Am J Psychiatry. 2014 Feb;171(2):178-86. doi: 10.1176/appi.ajp.2013.13020225.
At least 50% of individuals with bipolar disorder have a lifetime anxiety disorder. Individuals with both bipolar disorder and a co-occurring anxiety disorder experience longer illness duration, greater illness severity, and poorer treatment response. The study explored whether comorbid lifetime anxiety in bipolar patients moderates psychotherapy treatment outcome.
In the Systematic Treatment Enhancement Program randomized controlled trial of psychotherapy for bipolar depression, participants received up to 30 sessions of intensive psychotherapy (family-focused therapy, interpersonal and social rhythm therapy, or cognitive-behavioral therapy) or collaborative care, a three-session comparison treatment, plus pharmacotherapy. Using the number needed to treat, we computed effect sizes to analyze the relationship between lifetime anxiety disorders and rates of recovery across treatment groups after 1 year.

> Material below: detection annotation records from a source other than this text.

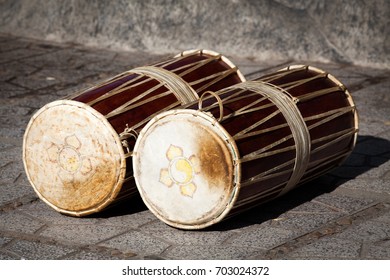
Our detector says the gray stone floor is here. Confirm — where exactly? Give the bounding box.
[0,34,390,259]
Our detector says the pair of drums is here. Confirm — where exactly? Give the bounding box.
[20,51,357,229]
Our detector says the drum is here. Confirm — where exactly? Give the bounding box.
[23,50,244,216]
[133,65,358,229]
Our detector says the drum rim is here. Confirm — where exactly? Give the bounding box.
[22,99,126,216]
[278,64,359,155]
[174,49,246,82]
[132,109,241,230]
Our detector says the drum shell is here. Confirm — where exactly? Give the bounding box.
[191,65,358,215]
[23,50,244,216]
[133,65,358,229]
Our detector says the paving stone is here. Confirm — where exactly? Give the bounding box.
[272,212,342,234]
[163,245,262,260]
[99,231,170,256]
[314,193,374,214]
[0,211,44,234]
[356,160,390,179]
[0,34,390,259]
[340,178,390,194]
[0,183,36,209]
[142,227,233,245]
[61,250,123,260]
[0,236,12,247]
[364,246,390,260]
[99,209,157,228]
[289,237,361,259]
[6,240,74,260]
[229,226,299,250]
[18,200,103,227]
[334,221,390,242]
[40,224,126,245]
[0,250,20,260]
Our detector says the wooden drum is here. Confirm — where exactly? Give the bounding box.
[23,50,244,216]
[133,65,358,229]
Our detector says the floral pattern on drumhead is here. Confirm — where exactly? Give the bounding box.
[160,145,200,197]
[47,134,93,185]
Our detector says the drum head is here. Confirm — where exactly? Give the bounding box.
[133,110,240,229]
[23,100,126,216]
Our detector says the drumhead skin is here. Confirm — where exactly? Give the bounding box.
[23,100,126,216]
[133,109,241,229]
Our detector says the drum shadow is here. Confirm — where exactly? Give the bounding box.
[205,136,390,231]
[88,192,148,218]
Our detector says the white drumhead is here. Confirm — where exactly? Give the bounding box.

A total of 269 patients (113 women) with a comorbid lifetime anxiety disorder (N=177) or without a comorbid lifetime anxiety disorder (N=92) were included in the analysis. Participants with a lifetime anxiety disorder were more likely to recover with psychotherapy than with collaborative care (66% compared with 49% recovered over 1 year; number needed to treat=5.88, small to medium effect). For patients without a lifetime anxiety disorder, there was no difference between rates of recovery in psychotherapy compared with collaborative care (64% compared with 62% recovered; number needed to treat=50, small effect). Participants with one lifetime anxiety disorder were likely to benefit from intensive psychotherapy compared with collaborative care (84% compared with 53% recovered; number needed to treat=3.22, medium to large effect), whereas patients with multiple anxiety disorders exhibited no difference in response to the two treatments (54% compared with 46% recovered; number needed to treat=12.5, small effect).
Depressed patients with bipolar disorder and comorbid anxiety may be in particular need of additional psychotherapy for treating acute depression. These results need to be replicated in studies that stratify bipolar patients to treatments based on their anxiety comorbidity status.
至少有 50%的双相情感障碍患者有终生焦虑障碍。患有双相情感障碍和共病焦虑症的个体经历更长的疾病持续时间、更严重的疾病严重程度和更差的治疗反应。本研究探讨了双相情感障碍患者共病终生焦虑是否会影响心理治疗的治疗效果。
在双相情感障碍抑郁的系统性治疗增强计划随机对照试验中,参与者接受了多达 30 节强化心理治疗(家庭为基础的治疗、人际和社会节律治疗或认知行为治疗)或合作护理,即三次比较治疗,加上药物治疗。使用需要治疗的人数,我们计算了效应大小,以分析在 1 年后,治疗组中终生焦虑障碍与恢复率之间的关系。
共有 269 名(113 名女性)患有共病终生焦虑障碍(N=177)或无共病终生焦虑障碍(N=92)的患者纳入分析。有终生焦虑障碍的患者通过心理治疗比合作护理更有可能康复(66%与 1 年内康复的 49%相比;需要治疗的人数=5.88,小到中效)。对于没有终生焦虑障碍的患者,心理治疗与合作护理的康复率无差异(64%与 62%在 1 年内康复;需要治疗的人数=50,小效应)。患有一种终生焦虑障碍的患者可能会从强化心理治疗中受益,而不是合作护理(84%与 53%康复;需要治疗的人数=3.22,中到大量效应),而患有多种焦虑障碍的患者对两种治疗方法的反应没有差异(54%与 46%康复;需要治疗的人数=12.5,小效应)。
患有双相情感障碍和共病焦虑的抑郁患者可能特别需要额外的心理治疗来治疗急性抑郁。这些结果需要在基于焦虑共病状态对双相情感障碍患者进行分层治疗的研究中得到复制。